La question de l’épaisseur de l’isolation thermique intérieure est une question souvent évoquée et qui pourtant n’a qu’un faible impact sur la surface globale de la chambre. D’abord il faut bien comprendre que l’on ne parle que d’un mur, celui de la façade par rapport aux trois autres murs et sur une chambre qui mesure 4 mètres de long, une épaisseur de 16 cm ne représente qu’un faible pourcentage et finalement non perceptible. Ainsi une bonne isolation thermique n’a pas vraiment de conséquence sur l’habitabilité de la chambre, mais présente une véritable amélioration du confort de celle-ci.

 

Le Pavillon Gréard, œuvre patrimoniale centenaire, a fait preuve de sa capacité d’adaptation aux mutations sociétales du XXIe siècle.

Paul Ravaux, architecte

Quel a été votre parti pris dans la création des cuisines collectives ? 
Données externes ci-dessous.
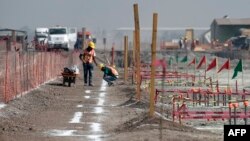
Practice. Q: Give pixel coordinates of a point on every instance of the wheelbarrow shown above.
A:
(69, 78)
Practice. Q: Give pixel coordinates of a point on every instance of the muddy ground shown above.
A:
(54, 112)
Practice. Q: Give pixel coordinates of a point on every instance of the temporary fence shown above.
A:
(234, 111)
(22, 71)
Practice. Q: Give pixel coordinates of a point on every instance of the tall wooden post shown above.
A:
(134, 59)
(153, 50)
(83, 38)
(112, 54)
(125, 58)
(137, 42)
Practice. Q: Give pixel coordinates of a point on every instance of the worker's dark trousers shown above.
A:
(88, 70)
(109, 78)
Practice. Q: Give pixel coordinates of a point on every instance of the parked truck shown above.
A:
(41, 37)
(62, 38)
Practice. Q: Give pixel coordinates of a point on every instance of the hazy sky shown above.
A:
(112, 14)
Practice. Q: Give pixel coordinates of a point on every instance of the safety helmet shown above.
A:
(101, 66)
(91, 44)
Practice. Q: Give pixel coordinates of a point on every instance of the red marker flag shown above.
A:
(193, 61)
(203, 60)
(225, 66)
(212, 64)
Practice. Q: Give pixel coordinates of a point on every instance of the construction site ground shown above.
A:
(54, 112)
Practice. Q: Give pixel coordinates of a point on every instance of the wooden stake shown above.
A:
(137, 41)
(83, 38)
(125, 58)
(153, 51)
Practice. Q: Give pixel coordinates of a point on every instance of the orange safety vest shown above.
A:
(88, 56)
(114, 71)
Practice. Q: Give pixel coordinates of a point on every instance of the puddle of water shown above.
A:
(95, 127)
(98, 110)
(103, 86)
(2, 105)
(77, 117)
(102, 94)
(87, 96)
(100, 102)
(87, 91)
(95, 137)
(79, 106)
(61, 132)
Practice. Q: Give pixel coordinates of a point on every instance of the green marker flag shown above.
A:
(237, 69)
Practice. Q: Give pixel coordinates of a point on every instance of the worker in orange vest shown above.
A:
(110, 73)
(88, 57)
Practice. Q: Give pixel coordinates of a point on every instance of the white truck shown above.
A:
(41, 37)
(62, 38)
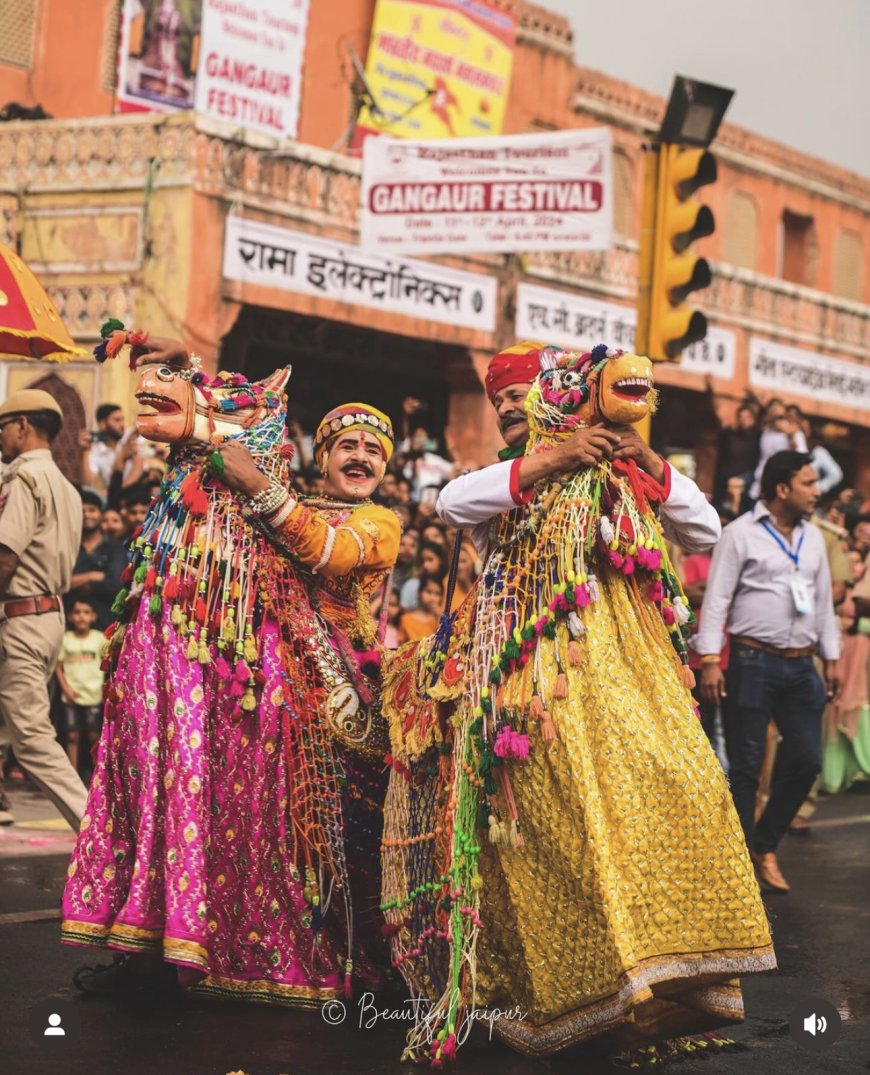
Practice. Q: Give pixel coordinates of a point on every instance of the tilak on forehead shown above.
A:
(350, 418)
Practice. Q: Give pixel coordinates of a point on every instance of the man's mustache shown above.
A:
(511, 418)
(358, 466)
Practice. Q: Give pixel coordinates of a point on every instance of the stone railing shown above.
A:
(112, 153)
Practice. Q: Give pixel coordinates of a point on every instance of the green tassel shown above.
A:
(119, 604)
(108, 327)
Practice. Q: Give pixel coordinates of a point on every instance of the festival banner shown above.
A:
(251, 70)
(790, 371)
(158, 55)
(548, 191)
(580, 323)
(262, 254)
(438, 69)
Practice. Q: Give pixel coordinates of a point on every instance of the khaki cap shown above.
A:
(28, 400)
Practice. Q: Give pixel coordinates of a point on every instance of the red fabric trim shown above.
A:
(644, 487)
(518, 496)
(666, 481)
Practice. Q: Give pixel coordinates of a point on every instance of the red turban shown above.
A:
(514, 366)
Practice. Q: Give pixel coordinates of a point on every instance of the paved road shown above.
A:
(822, 932)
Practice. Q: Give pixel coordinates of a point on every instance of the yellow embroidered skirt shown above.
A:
(631, 905)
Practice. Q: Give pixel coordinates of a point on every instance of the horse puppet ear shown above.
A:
(276, 382)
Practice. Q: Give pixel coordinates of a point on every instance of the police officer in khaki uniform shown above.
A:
(40, 533)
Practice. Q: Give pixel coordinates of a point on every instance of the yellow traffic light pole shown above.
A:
(647, 240)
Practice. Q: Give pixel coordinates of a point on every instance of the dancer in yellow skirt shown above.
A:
(560, 846)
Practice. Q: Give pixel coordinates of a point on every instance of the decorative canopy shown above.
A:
(30, 327)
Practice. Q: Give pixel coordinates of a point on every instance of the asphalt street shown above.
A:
(822, 933)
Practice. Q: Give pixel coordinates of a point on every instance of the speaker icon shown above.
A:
(815, 1022)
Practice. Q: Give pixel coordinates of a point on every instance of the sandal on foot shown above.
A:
(118, 979)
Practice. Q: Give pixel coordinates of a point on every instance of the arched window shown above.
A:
(740, 231)
(17, 26)
(847, 264)
(623, 194)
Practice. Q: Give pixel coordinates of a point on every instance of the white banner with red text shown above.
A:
(251, 63)
(548, 191)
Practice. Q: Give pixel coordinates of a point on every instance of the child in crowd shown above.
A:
(425, 619)
(81, 681)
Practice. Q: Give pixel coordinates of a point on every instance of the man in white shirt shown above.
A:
(770, 584)
(474, 499)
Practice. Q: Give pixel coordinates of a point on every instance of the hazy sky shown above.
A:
(800, 68)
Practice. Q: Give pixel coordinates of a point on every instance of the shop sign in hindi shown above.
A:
(269, 256)
(438, 69)
(796, 372)
(548, 191)
(251, 62)
(580, 323)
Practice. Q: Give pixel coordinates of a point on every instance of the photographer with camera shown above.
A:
(416, 459)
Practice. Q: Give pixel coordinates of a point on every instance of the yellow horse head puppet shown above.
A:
(582, 389)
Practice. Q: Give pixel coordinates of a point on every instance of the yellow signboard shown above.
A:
(438, 69)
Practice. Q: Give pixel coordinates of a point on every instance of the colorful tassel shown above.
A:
(547, 728)
(119, 604)
(575, 656)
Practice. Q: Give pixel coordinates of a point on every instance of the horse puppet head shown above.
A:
(576, 389)
(179, 406)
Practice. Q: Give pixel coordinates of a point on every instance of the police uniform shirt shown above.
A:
(41, 522)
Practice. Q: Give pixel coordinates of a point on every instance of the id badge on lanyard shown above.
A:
(801, 593)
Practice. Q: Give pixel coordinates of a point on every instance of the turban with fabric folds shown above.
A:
(350, 417)
(518, 364)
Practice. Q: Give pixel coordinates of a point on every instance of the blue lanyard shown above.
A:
(794, 557)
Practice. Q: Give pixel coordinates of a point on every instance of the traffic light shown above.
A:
(674, 271)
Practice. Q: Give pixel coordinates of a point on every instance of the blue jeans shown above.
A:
(760, 687)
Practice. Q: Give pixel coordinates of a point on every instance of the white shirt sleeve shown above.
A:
(687, 518)
(719, 591)
(476, 497)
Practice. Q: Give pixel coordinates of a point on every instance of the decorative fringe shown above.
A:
(575, 655)
(547, 728)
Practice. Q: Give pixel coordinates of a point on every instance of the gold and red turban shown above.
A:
(350, 417)
(518, 364)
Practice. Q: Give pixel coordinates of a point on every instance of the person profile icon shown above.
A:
(54, 1029)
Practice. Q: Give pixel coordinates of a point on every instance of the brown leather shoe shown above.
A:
(799, 826)
(767, 870)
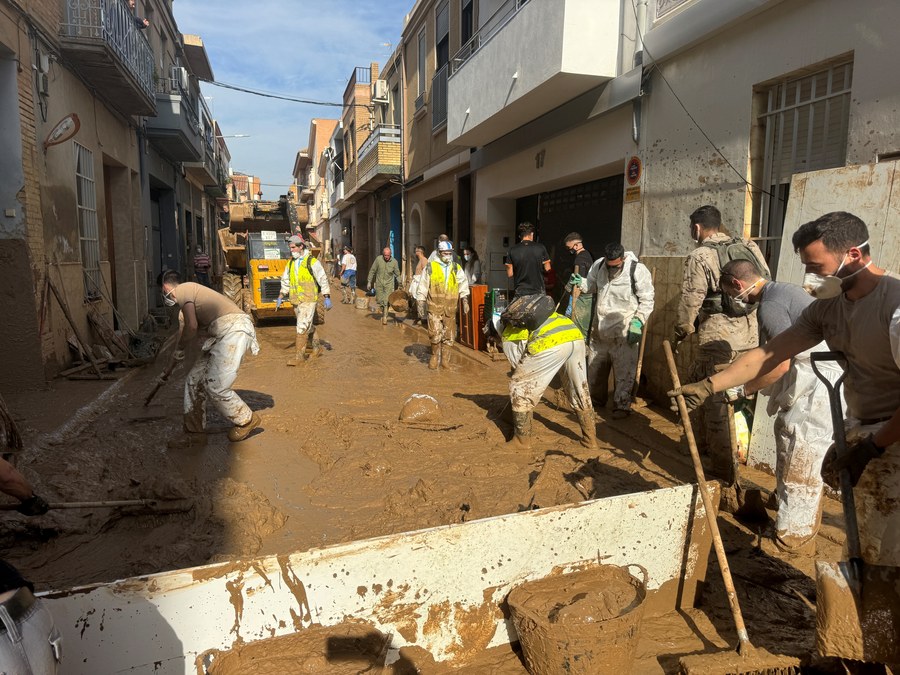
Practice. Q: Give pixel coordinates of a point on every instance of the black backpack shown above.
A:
(722, 303)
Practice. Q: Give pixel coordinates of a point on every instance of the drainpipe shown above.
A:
(640, 28)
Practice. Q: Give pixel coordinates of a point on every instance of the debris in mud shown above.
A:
(250, 515)
(420, 408)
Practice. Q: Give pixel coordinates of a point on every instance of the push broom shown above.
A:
(747, 659)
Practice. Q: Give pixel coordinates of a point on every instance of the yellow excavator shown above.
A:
(256, 252)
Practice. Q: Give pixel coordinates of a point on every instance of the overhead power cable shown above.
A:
(281, 97)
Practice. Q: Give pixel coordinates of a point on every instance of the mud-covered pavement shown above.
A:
(332, 463)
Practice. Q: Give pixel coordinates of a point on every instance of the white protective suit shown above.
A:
(616, 304)
(305, 310)
(215, 370)
(803, 434)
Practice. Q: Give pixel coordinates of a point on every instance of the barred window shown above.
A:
(88, 230)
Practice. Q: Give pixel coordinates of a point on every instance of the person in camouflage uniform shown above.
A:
(722, 338)
(384, 277)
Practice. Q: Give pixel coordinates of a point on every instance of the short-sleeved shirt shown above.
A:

A l’origine, il n’y avait pas de cuisine ni individuelles, ni collectives dans le Pavillon. Les étudiants allaient dans une salle de restaurant prévue à cet effet dans un autre bâtiment. Au cours de la vie du bâtiment de petites, voire toutes petites cuisines collectives, ont été crées à chaque niveau au gré des espaces disponibles, mais ces lieux n’étaient pas particulièrement agréables, mais plutôt utilitaires.

En accord avec la Cité internationale, nous avons fait le choix de créer à chaque étage une cuisine agréable, conviviale et bien équipée pouvant accueillir de manière confortable plus de la moitié des étudiants du niveau. Afin de rendre la pièce particulièrement attractive, nous avons décidé de sa localisation au centre du bâtiment avec une baie vitrée donnant sur la circulation et en choisissant l’emplacement qualitatif, où se trouvent le bow-window en façade. Cela lui confère un caractère particulier chaleureux qui suggère des résonnances un peu « cosy ». 

 

Des papiers peints d’origine ont été reproduits et installés dans les chambres. D’où vient cette idée ? 

A l’origine Lucien Bechmann avait habillé les murs de papiers peints, les photos d’époque en attestent avec des motifs et des couleurs assez étonnants de style Art Déco mâtiné avec des réminiscence d’Art Nouveau. Nous avons retrouvé un échantillonnage aux Archives de la Ville de Paris. Bien sûr, il n’était pas possible de reposer des papiers peints dans une chambre d’étudiant pour des questions de pérennité. Nous avons donc décidé de nous inspirer des couleurs de ses papiers pour choisir les couleurs des chambres.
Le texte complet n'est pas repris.